In September, children in our Reception class arrived at school, wide-eyed, yet reassured by the closeness of their parents; some less willing than others to explore their new environment without the comfort of a familiar face. 12 weeks later, however, these same children run in excitedly to school each morning to find their friends. The fact that these children so readily consider themselves a valued part of the Wandsworth Prep community is strong testament to the school’s nurturing ethos and a direct result of our teachers encouraging children to be positive, confident individuals with a life-long learning love of learning. It is this confidence that will enable children to fulfil their potential and be whoever they want to be and go wherever they want to go.

How the tables have turned; it is often the parents of our Reception children who now stand a little forlorn at our gates.

Walking Away                       

It is eighteen years ago, almost to the day

A sunny day with leaves just turning,

The touch-lines new-ruled – since I watched you play

Your first game of football, then, like a satellite

Wrenched from its orbit, go drifting away


Behind a scatter of boys. I can see

You walking away from me towards the school

With the pathos of a half-fledged thing set free

Into a wilderness, the gait of one

Who finds no path where the path should be.

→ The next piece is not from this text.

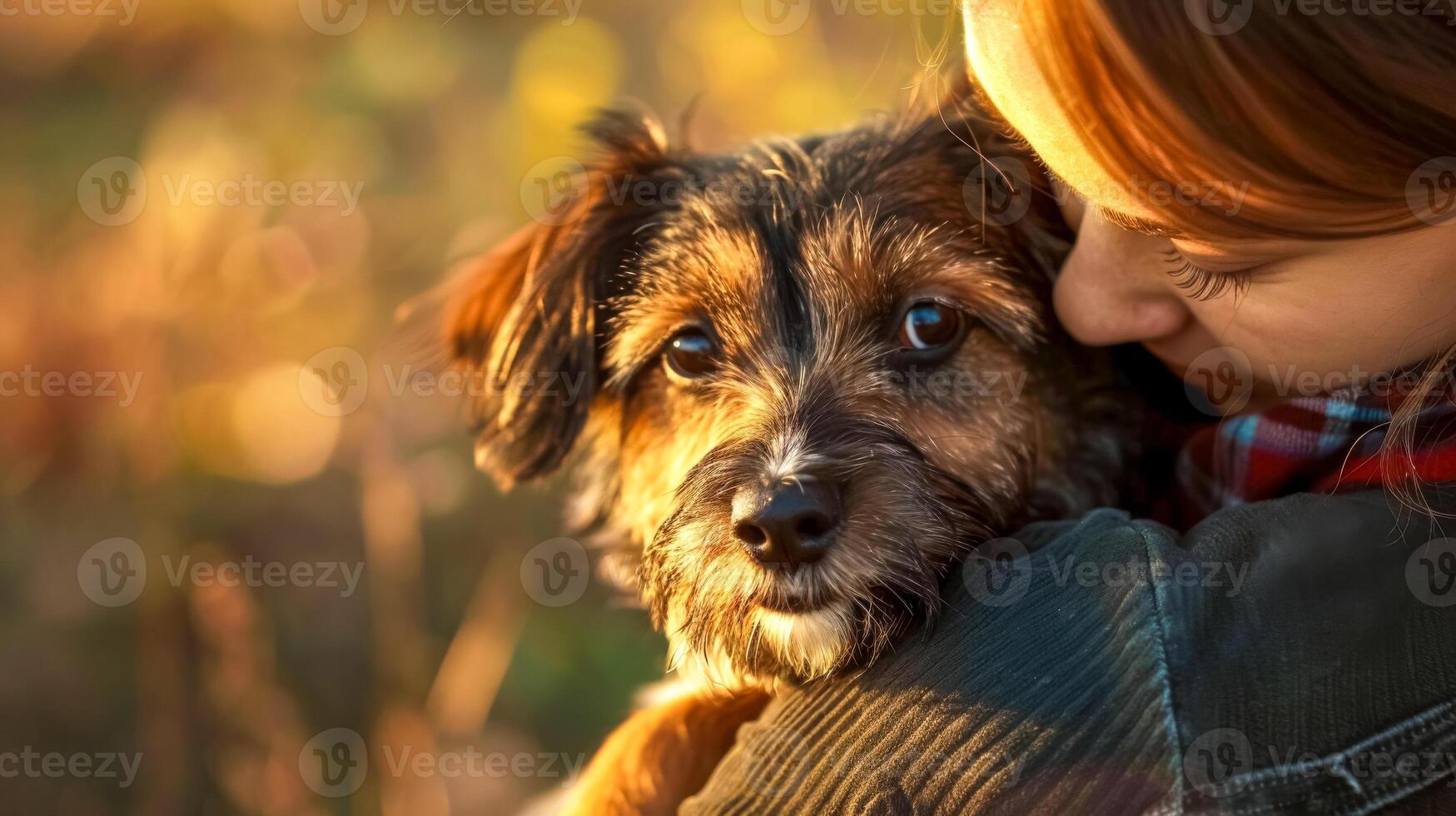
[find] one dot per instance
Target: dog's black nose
(791, 522)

That hesitant figure, eddying away

Like a winged seed loosened from its parent stem,

Has something I never quite grasp to convey

About nature’s give-and-take – the small, the scorching

Ordeals which fire one’s irresolute clay.


I have had worse partings, but none that so

Gnaws at my mind still.  Perhaps it is roughly

Saying what God alone could perfectly show –

How selfhood begins with a walking away,

And love is proved in the letting go.